Thursday 14 February 2019

How to work with death

Two of my family members have died in the past year, which has made me feel completely crushed over the past month. Very bad timing, having just started uni, for me to be grieving, but it also seems to be informing my work in a way that interests me. I have been obsessed with devotional artwork, shrines and votives for a long time, and recently I discovered the decadent and ridiculous beauty that is the reliquary. I first found the reliquary of the tooth of Mary Magdalene in a book on biblical artwork that I found in the library. 
In this context, I can make sense of how I could make devotional artwork of my own. Something that I have struggled with is the idea that the work should be directional; without real devotion and worship of something, me making 'devotional' artwork is empty and in a way voyeuristic, taking inspiration from something and imitating it although it has no real meaning for me. So the idea that I could also use this form of sculpture making to incorporate my grief into my work, rather than trying to circumvent it in order to make work, makes sense to me.
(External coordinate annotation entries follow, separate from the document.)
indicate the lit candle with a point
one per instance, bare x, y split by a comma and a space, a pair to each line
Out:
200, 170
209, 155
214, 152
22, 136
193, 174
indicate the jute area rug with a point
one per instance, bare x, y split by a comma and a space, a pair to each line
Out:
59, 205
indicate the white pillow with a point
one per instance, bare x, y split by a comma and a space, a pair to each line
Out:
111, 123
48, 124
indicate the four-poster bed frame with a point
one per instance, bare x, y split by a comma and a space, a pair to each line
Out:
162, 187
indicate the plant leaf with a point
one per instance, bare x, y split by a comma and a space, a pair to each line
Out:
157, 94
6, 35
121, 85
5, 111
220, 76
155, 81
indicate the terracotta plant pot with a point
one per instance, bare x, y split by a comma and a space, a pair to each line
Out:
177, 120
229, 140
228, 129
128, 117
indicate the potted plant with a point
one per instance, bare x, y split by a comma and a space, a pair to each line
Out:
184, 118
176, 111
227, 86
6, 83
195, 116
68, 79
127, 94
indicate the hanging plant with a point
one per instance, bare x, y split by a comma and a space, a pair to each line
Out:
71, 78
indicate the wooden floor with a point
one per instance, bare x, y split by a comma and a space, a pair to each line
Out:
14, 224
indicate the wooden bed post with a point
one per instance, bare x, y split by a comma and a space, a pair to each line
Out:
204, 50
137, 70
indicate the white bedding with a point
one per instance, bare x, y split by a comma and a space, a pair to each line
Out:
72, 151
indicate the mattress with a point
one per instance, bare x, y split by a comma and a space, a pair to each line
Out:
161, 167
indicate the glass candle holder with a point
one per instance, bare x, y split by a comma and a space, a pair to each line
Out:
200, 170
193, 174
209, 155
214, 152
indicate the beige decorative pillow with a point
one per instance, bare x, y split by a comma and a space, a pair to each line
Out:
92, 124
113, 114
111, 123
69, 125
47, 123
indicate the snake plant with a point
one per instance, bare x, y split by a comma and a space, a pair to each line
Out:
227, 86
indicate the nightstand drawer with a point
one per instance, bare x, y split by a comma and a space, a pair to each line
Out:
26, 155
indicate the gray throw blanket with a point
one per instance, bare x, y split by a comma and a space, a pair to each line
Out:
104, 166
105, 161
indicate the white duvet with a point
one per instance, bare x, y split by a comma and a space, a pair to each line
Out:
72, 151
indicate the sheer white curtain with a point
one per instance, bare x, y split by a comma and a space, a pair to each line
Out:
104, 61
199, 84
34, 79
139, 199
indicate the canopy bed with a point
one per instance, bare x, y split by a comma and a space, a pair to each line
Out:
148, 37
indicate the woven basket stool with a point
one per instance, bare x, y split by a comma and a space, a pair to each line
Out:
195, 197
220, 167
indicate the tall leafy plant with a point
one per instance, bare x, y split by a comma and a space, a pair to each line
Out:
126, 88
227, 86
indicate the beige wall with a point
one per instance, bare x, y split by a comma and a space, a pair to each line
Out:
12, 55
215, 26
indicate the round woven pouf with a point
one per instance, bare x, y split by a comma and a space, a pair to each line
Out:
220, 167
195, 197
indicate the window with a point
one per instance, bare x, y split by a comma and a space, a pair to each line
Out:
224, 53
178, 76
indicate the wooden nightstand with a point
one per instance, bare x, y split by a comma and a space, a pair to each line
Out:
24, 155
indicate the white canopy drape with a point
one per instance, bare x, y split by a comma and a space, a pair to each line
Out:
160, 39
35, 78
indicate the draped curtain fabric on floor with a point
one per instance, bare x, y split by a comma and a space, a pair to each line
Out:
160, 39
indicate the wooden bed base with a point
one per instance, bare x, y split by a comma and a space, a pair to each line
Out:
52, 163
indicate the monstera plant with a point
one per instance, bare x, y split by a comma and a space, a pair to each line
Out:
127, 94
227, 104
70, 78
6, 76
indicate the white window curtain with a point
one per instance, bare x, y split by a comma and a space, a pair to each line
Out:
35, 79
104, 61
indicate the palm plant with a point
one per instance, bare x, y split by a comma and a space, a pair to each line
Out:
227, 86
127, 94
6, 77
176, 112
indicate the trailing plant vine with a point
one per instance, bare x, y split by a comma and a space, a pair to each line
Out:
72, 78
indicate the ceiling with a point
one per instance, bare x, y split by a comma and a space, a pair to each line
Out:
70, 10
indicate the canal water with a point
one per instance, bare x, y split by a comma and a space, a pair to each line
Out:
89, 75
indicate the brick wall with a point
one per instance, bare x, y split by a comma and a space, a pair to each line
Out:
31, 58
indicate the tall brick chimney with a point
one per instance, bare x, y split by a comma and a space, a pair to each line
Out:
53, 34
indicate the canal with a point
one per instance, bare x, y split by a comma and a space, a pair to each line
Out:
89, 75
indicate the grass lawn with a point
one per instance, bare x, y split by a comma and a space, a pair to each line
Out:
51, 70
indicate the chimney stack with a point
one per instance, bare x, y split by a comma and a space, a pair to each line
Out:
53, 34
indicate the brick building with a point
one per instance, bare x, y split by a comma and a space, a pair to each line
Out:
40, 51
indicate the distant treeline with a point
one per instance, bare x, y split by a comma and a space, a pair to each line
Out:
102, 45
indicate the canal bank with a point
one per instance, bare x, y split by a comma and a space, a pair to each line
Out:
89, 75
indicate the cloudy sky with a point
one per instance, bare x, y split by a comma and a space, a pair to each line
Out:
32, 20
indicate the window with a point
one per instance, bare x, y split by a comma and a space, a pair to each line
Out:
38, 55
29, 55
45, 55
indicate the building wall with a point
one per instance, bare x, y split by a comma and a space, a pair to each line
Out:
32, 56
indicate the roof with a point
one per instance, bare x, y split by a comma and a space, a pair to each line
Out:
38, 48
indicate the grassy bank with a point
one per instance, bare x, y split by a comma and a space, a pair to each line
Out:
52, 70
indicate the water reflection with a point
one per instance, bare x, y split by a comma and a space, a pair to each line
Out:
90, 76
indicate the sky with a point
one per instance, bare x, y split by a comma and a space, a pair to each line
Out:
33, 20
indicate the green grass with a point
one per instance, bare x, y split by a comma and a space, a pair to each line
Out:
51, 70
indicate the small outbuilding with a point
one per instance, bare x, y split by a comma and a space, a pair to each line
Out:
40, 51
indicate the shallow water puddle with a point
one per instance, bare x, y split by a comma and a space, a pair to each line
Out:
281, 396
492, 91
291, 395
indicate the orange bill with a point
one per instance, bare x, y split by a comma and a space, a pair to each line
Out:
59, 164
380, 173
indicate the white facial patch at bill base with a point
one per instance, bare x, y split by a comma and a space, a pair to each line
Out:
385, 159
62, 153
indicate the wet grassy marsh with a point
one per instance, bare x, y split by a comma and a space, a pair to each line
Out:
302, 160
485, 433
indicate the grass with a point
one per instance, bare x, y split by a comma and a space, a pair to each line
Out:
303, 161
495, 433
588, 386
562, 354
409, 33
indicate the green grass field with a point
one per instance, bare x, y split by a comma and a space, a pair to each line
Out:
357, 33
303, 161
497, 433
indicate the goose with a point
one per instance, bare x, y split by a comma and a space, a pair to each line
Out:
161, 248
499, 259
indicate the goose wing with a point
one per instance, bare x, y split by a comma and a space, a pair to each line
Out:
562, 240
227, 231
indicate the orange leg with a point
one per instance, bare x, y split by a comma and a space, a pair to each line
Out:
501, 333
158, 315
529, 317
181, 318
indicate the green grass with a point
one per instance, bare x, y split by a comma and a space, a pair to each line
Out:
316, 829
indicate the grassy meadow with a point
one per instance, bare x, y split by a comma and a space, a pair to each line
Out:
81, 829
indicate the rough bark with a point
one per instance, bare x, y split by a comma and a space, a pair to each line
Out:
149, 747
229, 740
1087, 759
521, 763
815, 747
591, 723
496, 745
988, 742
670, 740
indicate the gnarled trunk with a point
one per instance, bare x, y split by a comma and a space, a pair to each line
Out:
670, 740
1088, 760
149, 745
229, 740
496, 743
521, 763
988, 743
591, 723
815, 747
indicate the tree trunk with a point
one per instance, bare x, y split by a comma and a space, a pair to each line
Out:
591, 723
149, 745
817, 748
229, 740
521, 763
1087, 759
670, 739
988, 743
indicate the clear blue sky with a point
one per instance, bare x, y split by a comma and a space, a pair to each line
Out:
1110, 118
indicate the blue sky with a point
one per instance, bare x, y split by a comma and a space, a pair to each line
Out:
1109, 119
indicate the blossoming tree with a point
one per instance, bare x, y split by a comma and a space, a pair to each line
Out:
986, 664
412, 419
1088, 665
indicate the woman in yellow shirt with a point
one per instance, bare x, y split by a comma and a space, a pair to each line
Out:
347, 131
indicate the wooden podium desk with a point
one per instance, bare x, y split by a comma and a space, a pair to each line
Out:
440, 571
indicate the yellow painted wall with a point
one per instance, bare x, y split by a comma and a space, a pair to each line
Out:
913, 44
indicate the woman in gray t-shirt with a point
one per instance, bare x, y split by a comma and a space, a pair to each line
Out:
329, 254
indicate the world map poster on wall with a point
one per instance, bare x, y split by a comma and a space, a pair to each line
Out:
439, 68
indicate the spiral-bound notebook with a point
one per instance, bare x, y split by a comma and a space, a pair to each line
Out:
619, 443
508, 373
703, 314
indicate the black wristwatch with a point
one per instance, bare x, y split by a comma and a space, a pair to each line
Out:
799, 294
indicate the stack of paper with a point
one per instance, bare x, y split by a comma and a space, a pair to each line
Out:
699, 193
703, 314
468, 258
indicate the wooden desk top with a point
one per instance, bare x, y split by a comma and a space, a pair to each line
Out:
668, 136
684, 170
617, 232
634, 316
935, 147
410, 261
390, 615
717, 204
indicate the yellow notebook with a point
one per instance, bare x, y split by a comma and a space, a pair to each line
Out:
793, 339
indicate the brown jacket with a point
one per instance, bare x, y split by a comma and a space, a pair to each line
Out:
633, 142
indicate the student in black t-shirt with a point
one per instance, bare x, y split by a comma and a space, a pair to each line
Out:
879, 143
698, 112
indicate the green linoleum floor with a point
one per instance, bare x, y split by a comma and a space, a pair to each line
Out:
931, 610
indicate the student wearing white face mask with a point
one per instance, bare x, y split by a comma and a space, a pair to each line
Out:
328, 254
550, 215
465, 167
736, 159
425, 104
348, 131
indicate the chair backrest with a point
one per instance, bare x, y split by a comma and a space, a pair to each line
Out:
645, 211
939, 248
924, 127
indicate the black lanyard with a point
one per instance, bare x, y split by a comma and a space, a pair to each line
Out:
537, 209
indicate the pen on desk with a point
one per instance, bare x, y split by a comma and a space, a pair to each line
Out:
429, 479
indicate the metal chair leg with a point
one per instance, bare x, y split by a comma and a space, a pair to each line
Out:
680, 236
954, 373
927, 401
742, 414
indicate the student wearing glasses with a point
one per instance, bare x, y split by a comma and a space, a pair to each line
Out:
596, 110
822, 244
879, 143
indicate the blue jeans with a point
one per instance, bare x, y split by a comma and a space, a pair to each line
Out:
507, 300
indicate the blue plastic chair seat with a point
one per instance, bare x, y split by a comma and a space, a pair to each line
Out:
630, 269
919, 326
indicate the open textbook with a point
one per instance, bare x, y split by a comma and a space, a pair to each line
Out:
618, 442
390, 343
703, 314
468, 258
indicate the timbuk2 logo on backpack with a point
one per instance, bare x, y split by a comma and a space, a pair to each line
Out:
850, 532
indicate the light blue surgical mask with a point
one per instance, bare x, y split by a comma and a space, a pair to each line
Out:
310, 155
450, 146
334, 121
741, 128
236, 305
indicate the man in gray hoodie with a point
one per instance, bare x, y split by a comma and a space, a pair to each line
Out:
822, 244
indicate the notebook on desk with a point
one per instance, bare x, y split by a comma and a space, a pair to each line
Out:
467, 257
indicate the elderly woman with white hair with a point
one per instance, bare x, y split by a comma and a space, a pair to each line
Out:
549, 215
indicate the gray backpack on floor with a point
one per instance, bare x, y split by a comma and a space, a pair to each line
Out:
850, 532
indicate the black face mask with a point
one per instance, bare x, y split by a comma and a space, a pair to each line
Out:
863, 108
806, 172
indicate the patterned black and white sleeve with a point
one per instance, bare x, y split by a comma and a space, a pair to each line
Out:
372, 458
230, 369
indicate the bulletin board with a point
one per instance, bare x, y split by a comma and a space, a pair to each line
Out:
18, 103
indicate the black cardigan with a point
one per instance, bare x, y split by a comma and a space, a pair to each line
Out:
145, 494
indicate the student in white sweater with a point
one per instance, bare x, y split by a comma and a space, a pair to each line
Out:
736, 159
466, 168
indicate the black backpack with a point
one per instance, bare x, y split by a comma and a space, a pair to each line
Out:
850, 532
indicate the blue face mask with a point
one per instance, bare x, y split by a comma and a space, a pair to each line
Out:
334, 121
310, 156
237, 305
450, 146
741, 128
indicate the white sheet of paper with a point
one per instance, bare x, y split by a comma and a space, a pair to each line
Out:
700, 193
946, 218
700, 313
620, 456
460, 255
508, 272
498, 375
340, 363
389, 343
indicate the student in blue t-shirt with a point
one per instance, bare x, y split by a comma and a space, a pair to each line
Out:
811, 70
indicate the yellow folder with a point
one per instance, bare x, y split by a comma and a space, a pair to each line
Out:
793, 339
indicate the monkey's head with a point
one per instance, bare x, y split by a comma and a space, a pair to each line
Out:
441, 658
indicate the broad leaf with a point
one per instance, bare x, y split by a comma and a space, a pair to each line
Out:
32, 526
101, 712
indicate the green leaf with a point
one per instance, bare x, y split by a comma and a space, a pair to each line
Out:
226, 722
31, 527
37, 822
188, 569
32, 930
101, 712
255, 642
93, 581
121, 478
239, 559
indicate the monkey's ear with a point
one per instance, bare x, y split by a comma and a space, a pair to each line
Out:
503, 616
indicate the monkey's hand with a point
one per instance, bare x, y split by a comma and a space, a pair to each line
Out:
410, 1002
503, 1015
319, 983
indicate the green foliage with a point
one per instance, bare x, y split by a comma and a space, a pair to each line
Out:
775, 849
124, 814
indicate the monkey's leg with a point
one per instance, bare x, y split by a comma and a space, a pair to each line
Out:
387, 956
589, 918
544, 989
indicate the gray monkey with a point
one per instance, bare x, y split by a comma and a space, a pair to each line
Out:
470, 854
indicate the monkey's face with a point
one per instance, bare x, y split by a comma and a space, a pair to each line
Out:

Reliquaries are seen in many different cultures and religions, but most often in catholicism. I love the obscenity of worshipping the dead using their remains. It seems to me to be so in conflict with the nature of catholicism, with it's preference for concealing things and denying sensuous experiences and pleasures. It is very rare now for people to have witnessed death in it's true form, open caskets have fallen out of fashion and the body will be taken away fairly quickly after someone dies. This changing context around dead bodies makes the reliquaries even stranger. To present something that most people would find disgusting in our reserved western culture, as a divine and precious object, is so deeply subversive and strange, but it's rooted in tradition and therefor not questioned.
 The preservation of these remains becomes so important that no expense is spared in their creation, and the artist is rarely credited. I love that. It truly is very refined artwork, but not for an art audience. It is a reflection of the natural human attraction to beauty that can never be stifled, and for which there is no budget. 
Reliquary of the virgin and saints

The saint Eustace head

Arm Reliquary of the apostles



I also see the death motif reflected in the artefacts I have been making. There is something about excavation running through the work- pulling things out of the ground, or a body. Things that were once a part of something bigger and still represent that something, although now that the context has changed, they become something different, mysteriously separate from our way of life. 
Although I am not eager to admit this- because of the way that it makes me feel- the bone like objects seem to be wholly inspired by may (dead) aunt. She had a malformation in a bone in her wrist years ago in my childhood which she had surgically removed. The called is a 'ganglian' and she asked to keep it but was denied. This narrative seems to always be in the back of my mind when I am making the bones. I can't help but think of them as malformations of some animal or human skeleton. My aunt also worked with porcelain in her artwork, so it makes sense that I would be thinking of her.